Combining Histone ELISA and Quantitative PCR Assays to Extract and Quantify Histone Methylation-related Circulating DNA

Abstract

Aim: Liquid biopsy-based measurement of post-translational histone modifications (PTHMs) in bodily fluids of patients with cancer represents a novel area of biomarker research. Here, we tested the applicability of an approach combining enzyme-linked immunosorbent assays (ELISA)- like measurement of histone methylation and quantitative polymerase chain reaction to extract and quantify pericentric histone 4 lysine 20 trimethylation (H4K20me3)-related circulating DNA. Materials and Methods: After adding plasma into ELISA wells and letting H4K20me3-related nucleosomes bind to the antibody, nucleosomal DNA was detached from immune complexes using a buffer including NaHCO3 , SDS, and proteinase K and purified. A single copy- and a multiple copysequence from pericentric regions of chromosomes 16 and 1 were amplified to quantify H4K20me3-related DNA from patients with colon cancer or colonic polyps. Results: Relative plasma level of H4K20me3-related nucleosomal DNA was lower in the patients with colon cancer than in controls for both target sequences, with a statistically significant difference at the chr16-specific target (relative values were 0.037 vs. 0.073, respectively; p=0.008).
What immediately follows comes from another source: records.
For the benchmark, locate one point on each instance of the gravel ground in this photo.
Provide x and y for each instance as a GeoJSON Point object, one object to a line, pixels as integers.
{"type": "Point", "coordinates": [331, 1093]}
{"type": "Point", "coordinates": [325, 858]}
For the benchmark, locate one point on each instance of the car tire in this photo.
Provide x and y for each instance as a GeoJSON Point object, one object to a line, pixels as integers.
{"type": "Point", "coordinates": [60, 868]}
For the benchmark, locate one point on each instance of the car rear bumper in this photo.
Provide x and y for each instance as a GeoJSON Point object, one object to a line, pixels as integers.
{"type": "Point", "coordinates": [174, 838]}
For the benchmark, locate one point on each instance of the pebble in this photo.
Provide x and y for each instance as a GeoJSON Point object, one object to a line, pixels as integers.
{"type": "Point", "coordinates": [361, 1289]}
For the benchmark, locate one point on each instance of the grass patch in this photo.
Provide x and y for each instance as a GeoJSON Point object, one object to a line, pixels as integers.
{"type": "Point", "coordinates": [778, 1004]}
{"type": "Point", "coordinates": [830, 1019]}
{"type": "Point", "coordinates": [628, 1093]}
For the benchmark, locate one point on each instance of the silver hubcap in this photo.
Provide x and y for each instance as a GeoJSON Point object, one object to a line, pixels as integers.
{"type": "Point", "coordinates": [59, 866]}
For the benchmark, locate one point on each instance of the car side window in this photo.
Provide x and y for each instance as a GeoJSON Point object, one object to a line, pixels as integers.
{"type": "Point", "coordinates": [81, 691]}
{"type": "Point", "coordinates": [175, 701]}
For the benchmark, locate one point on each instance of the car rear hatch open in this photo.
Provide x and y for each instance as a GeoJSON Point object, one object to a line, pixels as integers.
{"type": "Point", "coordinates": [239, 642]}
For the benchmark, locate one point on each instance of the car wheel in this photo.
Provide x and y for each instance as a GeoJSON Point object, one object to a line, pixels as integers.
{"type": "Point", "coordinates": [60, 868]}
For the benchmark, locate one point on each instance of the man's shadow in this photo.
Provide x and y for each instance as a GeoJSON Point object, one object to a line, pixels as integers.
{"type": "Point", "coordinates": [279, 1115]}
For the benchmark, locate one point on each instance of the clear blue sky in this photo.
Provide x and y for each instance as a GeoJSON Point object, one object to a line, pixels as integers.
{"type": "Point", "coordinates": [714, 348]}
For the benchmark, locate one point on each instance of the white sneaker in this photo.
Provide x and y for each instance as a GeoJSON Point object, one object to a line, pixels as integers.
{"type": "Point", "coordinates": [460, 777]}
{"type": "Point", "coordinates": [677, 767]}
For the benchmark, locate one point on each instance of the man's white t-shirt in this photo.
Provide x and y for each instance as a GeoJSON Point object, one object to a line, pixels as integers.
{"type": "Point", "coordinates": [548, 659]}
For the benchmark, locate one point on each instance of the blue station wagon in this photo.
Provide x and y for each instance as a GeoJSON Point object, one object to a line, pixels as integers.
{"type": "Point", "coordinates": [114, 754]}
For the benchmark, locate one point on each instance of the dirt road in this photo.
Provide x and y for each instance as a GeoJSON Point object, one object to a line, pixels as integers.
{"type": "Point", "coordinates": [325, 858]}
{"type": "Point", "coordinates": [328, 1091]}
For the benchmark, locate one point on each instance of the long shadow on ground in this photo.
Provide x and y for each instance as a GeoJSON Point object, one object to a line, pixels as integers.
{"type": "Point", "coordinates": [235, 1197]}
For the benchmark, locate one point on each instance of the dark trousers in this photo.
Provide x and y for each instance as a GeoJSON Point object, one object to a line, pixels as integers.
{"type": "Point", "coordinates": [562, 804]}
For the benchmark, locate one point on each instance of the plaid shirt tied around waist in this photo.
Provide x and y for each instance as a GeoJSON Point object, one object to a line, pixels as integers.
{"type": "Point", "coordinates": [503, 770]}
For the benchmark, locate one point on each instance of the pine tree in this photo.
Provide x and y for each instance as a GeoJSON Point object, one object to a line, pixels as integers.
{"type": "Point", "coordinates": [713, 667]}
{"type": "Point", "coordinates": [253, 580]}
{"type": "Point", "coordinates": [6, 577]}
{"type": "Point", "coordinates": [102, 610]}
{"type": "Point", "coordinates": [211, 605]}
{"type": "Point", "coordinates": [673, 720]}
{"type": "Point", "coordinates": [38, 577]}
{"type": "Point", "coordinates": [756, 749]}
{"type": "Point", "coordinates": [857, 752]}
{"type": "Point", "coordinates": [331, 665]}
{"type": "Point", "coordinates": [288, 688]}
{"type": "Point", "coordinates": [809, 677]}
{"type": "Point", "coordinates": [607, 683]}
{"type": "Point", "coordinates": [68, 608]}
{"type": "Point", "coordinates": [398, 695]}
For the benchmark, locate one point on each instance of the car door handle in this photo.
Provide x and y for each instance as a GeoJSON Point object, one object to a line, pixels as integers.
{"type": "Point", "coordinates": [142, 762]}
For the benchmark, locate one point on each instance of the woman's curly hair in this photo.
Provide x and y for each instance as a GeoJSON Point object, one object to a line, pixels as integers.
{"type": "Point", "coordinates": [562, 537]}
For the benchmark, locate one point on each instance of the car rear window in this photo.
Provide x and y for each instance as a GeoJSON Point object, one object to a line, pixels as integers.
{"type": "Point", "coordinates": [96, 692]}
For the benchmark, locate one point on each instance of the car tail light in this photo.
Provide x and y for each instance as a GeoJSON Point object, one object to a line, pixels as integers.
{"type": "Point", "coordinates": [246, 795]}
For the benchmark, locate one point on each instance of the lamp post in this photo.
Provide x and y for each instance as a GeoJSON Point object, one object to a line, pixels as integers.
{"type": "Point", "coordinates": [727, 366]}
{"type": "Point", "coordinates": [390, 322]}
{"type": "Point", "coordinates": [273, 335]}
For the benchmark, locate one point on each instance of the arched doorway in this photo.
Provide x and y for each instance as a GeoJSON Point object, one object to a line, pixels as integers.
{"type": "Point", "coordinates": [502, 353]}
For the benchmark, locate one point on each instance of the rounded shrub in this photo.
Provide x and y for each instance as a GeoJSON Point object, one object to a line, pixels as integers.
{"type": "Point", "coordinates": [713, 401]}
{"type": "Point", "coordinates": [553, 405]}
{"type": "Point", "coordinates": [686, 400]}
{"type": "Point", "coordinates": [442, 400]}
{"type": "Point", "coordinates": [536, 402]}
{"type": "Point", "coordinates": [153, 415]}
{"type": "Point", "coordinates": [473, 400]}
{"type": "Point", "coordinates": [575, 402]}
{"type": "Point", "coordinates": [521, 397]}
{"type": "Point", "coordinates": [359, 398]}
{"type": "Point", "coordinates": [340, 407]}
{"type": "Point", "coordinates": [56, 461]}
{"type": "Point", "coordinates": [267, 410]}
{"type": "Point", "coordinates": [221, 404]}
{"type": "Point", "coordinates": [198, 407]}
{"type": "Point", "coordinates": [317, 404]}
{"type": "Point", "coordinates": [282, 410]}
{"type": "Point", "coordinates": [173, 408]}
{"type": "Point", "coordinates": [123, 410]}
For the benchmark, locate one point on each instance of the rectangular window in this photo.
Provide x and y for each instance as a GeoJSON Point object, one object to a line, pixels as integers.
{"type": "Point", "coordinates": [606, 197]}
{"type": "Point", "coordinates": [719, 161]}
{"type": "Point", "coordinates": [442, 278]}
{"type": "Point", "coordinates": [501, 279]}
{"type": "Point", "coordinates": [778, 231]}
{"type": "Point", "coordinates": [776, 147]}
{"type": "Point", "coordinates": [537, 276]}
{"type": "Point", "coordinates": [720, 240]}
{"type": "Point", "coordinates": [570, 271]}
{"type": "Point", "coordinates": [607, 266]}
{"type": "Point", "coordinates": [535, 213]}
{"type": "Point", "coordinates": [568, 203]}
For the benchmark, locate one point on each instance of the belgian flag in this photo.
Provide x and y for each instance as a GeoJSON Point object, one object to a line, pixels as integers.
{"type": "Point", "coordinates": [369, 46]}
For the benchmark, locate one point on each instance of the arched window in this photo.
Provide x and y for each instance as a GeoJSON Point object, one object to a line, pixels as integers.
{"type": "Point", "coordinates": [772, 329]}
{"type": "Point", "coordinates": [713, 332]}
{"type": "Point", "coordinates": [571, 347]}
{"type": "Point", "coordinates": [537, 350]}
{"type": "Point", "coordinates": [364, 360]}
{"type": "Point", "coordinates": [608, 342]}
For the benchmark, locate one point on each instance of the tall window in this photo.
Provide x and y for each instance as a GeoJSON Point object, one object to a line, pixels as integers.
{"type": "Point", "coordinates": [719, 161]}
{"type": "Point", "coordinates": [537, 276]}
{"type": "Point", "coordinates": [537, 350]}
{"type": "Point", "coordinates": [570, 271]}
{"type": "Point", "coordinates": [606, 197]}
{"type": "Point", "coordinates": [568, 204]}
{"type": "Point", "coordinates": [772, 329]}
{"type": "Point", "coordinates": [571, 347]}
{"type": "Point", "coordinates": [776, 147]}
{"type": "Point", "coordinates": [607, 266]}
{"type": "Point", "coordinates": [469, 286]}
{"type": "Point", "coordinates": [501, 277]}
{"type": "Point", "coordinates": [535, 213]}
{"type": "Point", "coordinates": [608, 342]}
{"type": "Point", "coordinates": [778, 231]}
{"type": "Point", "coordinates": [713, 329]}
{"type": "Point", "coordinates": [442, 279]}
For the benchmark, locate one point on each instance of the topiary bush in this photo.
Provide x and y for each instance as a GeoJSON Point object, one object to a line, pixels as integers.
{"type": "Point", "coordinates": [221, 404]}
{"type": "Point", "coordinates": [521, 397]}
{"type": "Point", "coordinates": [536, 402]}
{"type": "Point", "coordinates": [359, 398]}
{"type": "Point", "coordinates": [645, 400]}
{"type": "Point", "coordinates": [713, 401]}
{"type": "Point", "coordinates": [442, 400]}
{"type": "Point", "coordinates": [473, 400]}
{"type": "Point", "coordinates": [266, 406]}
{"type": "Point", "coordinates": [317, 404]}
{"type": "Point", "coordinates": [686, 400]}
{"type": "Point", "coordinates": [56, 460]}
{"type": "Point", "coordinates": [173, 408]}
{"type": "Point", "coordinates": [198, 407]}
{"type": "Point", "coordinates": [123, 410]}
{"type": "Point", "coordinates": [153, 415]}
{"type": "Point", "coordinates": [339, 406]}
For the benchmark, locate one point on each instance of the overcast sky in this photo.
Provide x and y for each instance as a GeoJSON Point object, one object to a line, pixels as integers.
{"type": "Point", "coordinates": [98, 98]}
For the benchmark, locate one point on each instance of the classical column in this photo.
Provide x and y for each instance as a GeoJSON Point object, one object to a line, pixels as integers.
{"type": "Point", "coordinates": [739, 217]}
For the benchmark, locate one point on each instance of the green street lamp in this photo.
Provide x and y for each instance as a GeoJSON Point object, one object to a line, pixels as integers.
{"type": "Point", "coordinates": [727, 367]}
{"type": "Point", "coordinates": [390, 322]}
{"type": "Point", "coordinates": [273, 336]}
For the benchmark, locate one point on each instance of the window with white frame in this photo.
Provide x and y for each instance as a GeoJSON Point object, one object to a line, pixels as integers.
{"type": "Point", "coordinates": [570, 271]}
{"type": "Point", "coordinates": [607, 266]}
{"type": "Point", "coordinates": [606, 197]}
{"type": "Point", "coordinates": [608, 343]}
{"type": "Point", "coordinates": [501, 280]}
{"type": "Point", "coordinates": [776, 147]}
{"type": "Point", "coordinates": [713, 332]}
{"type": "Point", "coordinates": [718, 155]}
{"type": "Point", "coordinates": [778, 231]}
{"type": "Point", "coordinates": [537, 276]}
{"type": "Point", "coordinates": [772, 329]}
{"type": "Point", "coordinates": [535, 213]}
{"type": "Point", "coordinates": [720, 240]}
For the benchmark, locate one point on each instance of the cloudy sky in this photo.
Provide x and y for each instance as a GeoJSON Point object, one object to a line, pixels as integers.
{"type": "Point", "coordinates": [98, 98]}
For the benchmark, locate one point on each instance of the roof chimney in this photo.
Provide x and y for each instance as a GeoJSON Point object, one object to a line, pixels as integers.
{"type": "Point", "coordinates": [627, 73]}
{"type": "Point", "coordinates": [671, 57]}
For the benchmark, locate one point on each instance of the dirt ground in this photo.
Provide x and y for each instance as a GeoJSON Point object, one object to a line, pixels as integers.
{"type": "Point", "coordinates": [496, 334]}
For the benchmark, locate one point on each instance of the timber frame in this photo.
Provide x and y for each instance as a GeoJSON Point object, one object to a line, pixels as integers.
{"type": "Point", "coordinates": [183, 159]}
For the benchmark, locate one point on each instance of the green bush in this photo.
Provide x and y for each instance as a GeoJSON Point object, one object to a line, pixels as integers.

Conclusion: That H4K20me3-related nucleosomal DNA is present in decreased levels in colon cancer confirms our previous findings attained using other techniques. In conclusion, our findings indicate the applicability of direct extraction of protein-bound DNA from ELISA immune complexes and it could provide a surrogate means in the assessment of PTHMs or other protein-DNA interactions.